Maaitah, Ahmad and Mishra, Tapas (2025) Modelling persistence in cross-market bitcoin prices with a break and a memory. In, Zarifis, Alex and Cheng, Xusen (eds.) Fintech and the emerging ecosystems: exploring centralised and decentralised financial technologies. (Financial Innovation and Technology) 1 ed. Switzerland. Springer Cham, pp. 171-209. (doi:10.1007/978-3-031-83402-8_6).
Abstract
Switching (both endogenous and exogenous) are unavoidable recurring features of financial time series, particularly Bitcoin prices. The latter are driven by frequent changes in investors’ sentiment as there is no theoretical fundamental value of crypto assets. Frequent switching in Bitcoin prices—which is often identified in empirical studies—is nevertheless primordially endogenous in nature. Therefore, endogenous switches of such a nature may not be at odds with empirical studies which find that long-memory persistence in economic and financial time series may be spuriously dominated by break points in the data.
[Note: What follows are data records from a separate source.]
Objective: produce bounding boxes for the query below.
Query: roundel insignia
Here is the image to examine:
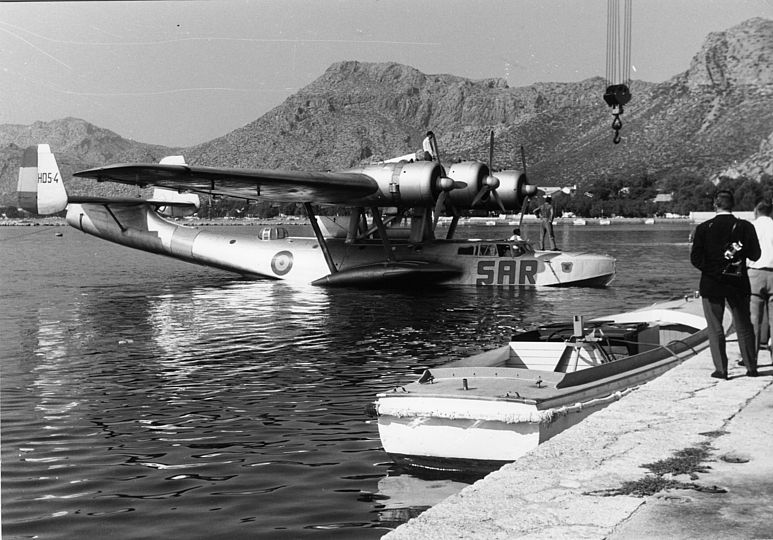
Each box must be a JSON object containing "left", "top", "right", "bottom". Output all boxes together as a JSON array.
[{"left": 271, "top": 251, "right": 293, "bottom": 276}]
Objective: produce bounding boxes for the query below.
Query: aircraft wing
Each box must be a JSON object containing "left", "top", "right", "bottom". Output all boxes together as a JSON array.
[{"left": 73, "top": 163, "right": 378, "bottom": 204}]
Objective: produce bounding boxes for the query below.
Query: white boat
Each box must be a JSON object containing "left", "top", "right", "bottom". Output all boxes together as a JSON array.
[{"left": 371, "top": 297, "right": 708, "bottom": 472}]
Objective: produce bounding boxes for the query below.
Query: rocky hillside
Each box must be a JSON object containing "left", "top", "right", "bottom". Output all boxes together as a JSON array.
[{"left": 0, "top": 18, "right": 773, "bottom": 207}]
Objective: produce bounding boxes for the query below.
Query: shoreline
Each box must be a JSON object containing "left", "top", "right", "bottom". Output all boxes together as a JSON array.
[{"left": 0, "top": 216, "right": 695, "bottom": 227}]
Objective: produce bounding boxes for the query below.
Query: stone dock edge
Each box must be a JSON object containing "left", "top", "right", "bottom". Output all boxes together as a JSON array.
[{"left": 383, "top": 336, "right": 773, "bottom": 540}]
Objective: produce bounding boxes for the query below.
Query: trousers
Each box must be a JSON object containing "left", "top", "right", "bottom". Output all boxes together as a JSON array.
[
  {"left": 702, "top": 291, "right": 757, "bottom": 374},
  {"left": 749, "top": 268, "right": 773, "bottom": 354}
]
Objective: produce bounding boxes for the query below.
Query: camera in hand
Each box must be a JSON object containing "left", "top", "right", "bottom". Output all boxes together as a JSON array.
[{"left": 722, "top": 241, "right": 743, "bottom": 277}]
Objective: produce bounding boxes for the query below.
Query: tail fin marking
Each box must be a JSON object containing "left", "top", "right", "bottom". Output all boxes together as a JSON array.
[{"left": 17, "top": 144, "right": 67, "bottom": 214}]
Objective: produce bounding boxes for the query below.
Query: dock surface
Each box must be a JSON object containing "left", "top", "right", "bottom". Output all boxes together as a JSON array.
[{"left": 384, "top": 336, "right": 773, "bottom": 540}]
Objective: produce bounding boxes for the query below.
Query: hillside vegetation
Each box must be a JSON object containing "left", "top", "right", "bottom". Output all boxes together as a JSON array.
[{"left": 0, "top": 18, "right": 773, "bottom": 214}]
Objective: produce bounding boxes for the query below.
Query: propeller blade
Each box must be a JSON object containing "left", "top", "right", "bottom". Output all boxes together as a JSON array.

The theoretical lengths of the switches (i.e. the expected convergence behaviour of shocks to the zero mean) often encounter the intervention of another break point (of an unclaimed length) masking the inherent pattern of the series as being perennially persistent. In the empirical finance literature, both memory (persistence feature) and breaks (types of switching) have implications for the efficiency of the market. In this chapter, we outline an argument and present a theory-driven empirical apparatus to demonstrate that Bitcoin investors are driven, although not beaten by ‘memory’ as well as a number of endogenous switches in the price level. Both memory and endogenous switches are compatible with what we call an endogenous growth mechanism in Bitcoin market. The finding of persistence has also relevance to the theory of learning: an agent that learns synchronously is an agent that will depict fewer persistence behaviours. We employ a variant of the Auto-Regressive Fractionally Integrated Moving Average (ARFIMA) Markov model with endogenous switches to characterise the profile of price fluctuations in cross-market Bitcoin prices. We show that Bitcoin markets depict true long memory and that price dynamics are mostly driven by endogenous feedback mechanisms or market reflexivity.